# Can't believe how big they are



## Lexi&Beemer (May 5, 2013)

I'm always amazed at how much they have grown. Part of growing up is their dislike of the camera. Well I caught them by surprise and no worries, we were parked at the time. 



















Sent from my iPhone using Tapatalk


----------



## lady amanda (Nov 26, 2010)

they sure do grow fast eh!!

but they are super cute!


----------



## dmgalley (Aug 19, 2012)

I love them.

Sent from my SGH-T999 using Tapatalk


----------



## lisaj (Mar 29, 2013)

Oh they are so SO gorgeous, I love their big black noses


----------



## arlo (Mar 11, 2013)

They are looking very grown up, but still so really darn cute


----------



## RuthMill (Jun 30, 2012)

They are so sweet!!


----------



## RuthMill (Jun 30, 2012)

Beemer top and Lexi bottom?


----------



## Tinman (Apr 23, 2013)

L&B are just the best duo ever! X


----------



## Lexi&Beemer (May 5, 2013)

RuthMill said:


> Beemer top and Lexi bottom?



Spot on!


Sent from my iPhone using Tapatalk


----------



## dio.ren (Jan 18, 2013)

Love Beemer's smile and Lexi's little muppet mouth Glad that you were at a stop SAFETY FIRST!!


----------



## Lexi&Beemer (May 5, 2013)

dio.ren said:


> Love Beemer's smile and Lexi's little muppet mouth Glad that you were at a stop SAFETY FIRST!!



I love her overbite.
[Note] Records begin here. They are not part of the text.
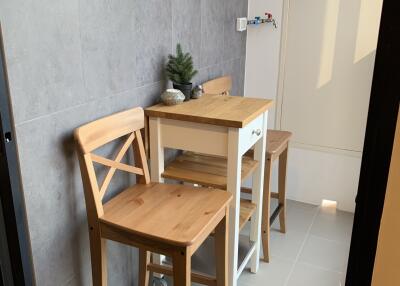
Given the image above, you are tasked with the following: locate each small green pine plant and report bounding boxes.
[165,44,197,84]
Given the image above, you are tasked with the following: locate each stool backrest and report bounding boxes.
[75,107,150,219]
[203,76,232,95]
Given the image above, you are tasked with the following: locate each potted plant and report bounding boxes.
[165,44,197,101]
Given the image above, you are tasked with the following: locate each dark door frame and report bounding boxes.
[0,24,35,286]
[346,0,400,286]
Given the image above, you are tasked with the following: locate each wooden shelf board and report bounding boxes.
[162,152,258,190]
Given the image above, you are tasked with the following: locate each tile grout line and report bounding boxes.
[283,204,321,286]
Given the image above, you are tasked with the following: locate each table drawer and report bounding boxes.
[240,114,264,154]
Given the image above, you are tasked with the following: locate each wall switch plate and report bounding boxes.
[236,18,247,32]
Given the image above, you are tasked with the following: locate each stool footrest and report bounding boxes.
[147,263,217,286]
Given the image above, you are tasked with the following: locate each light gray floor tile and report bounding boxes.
[287,263,342,286]
[299,235,349,272]
[238,257,294,286]
[270,229,307,261]
[310,208,353,243]
[272,200,318,233]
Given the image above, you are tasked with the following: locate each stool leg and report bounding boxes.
[89,228,107,286]
[214,207,229,286]
[139,248,150,286]
[172,249,192,286]
[261,157,272,262]
[278,148,289,233]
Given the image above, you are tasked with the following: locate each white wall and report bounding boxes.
[245,0,382,211]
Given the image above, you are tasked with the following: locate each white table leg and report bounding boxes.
[149,117,165,278]
[250,112,268,273]
[227,128,242,286]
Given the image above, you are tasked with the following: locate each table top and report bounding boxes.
[145,94,273,128]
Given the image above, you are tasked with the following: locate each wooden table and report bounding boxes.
[145,95,272,286]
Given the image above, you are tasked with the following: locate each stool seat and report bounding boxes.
[99,183,232,246]
[245,130,292,158]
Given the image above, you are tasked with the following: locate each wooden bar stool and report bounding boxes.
[242,130,292,262]
[75,108,232,286]
[162,76,292,262]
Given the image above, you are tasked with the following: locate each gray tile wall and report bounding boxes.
[0,0,247,286]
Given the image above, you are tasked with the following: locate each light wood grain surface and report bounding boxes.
[100,183,232,246]
[145,94,273,128]
[162,152,258,190]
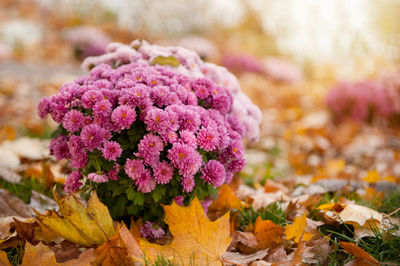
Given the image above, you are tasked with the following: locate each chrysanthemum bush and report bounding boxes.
[326,79,399,121]
[38,41,260,221]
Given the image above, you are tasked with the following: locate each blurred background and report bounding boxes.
[0,0,400,187]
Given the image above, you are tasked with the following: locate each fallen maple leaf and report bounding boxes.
[223,249,268,265]
[36,192,115,246]
[254,216,284,249]
[285,213,313,243]
[362,170,381,183]
[338,204,383,227]
[0,250,11,266]
[340,242,379,265]
[139,198,231,265]
[92,226,136,266]
[264,179,289,195]
[21,243,94,266]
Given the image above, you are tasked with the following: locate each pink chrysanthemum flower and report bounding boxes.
[88,173,108,183]
[137,134,164,165]
[38,98,50,118]
[107,163,120,180]
[181,110,201,132]
[101,141,122,161]
[81,124,105,151]
[144,108,170,134]
[135,169,156,193]
[140,221,165,239]
[49,135,70,160]
[64,171,82,192]
[62,110,85,132]
[153,161,174,184]
[179,130,197,149]
[201,160,226,188]
[81,90,104,108]
[174,196,185,206]
[111,105,136,130]
[192,78,213,99]
[124,159,145,180]
[93,100,112,117]
[181,176,196,193]
[197,127,219,151]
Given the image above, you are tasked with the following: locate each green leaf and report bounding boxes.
[151,55,181,67]
[152,185,167,203]
[125,188,144,206]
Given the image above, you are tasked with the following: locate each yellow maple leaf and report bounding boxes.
[362,170,381,183]
[139,198,231,265]
[21,242,94,266]
[0,250,11,266]
[326,159,346,176]
[36,192,116,246]
[285,213,313,243]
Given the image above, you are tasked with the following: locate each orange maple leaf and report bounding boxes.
[254,216,284,249]
[285,213,313,243]
[139,198,231,265]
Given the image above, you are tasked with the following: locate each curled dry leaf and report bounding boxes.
[222,249,268,265]
[21,243,94,266]
[303,237,331,265]
[92,226,135,266]
[254,216,284,249]
[338,204,383,227]
[139,198,231,265]
[340,242,379,265]
[285,213,313,243]
[229,231,258,254]
[264,179,289,195]
[37,193,115,246]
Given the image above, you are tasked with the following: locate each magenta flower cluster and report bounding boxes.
[38,63,245,194]
[82,40,263,142]
[326,80,396,121]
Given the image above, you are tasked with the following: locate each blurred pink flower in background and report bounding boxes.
[65,26,110,59]
[0,42,12,60]
[221,54,264,73]
[263,57,303,83]
[326,80,395,121]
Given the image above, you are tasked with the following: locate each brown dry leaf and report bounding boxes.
[139,198,231,265]
[25,160,55,188]
[254,216,284,249]
[222,249,268,265]
[92,227,133,266]
[303,237,331,265]
[285,213,313,243]
[0,250,11,266]
[0,189,33,218]
[338,204,383,227]
[208,184,242,212]
[37,193,116,246]
[21,243,94,266]
[229,231,258,254]
[21,243,60,266]
[274,241,306,266]
[340,242,379,265]
[362,170,381,183]
[264,179,289,195]
[118,225,143,258]
[266,247,287,263]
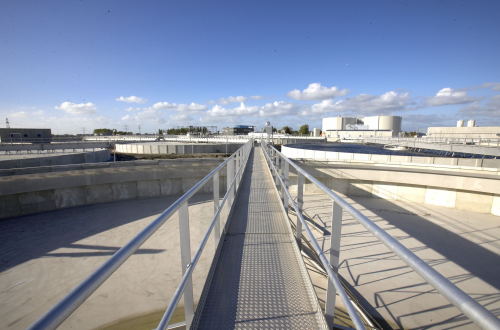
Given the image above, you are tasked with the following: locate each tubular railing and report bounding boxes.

Even cuter when her tongue sticks our a little. 


Sent from my iPhone using Tapatalk


----------



## JoJo (Mar 2, 2011)

Growing up beautifully .. cute photos


----------



## Yogi bear (Feb 25, 2013)

The overbite is so endearing. Gorgeous poos! 

https://www.facebook.com/SeymourTheRedCockapoo


----------



## fairlie (Sep 7, 2013)

Lexi&Beemer said:


> no worries, we were parked at the time.
> 
> 
> 
> Sent from my iPhone using Tapatalk


Thank you!  I had this scenario going in my nightmares where I'd be watching CNN and see a story about some woman who had swerved into a school bus full of octogenarians en route to volunteer at a leper colony.....Wolf and Anderson would be connecting the dots and we'd learn that the woman had been taking photos of two incredibly cute cockapoos instead of keeping her eyes on the road.


----------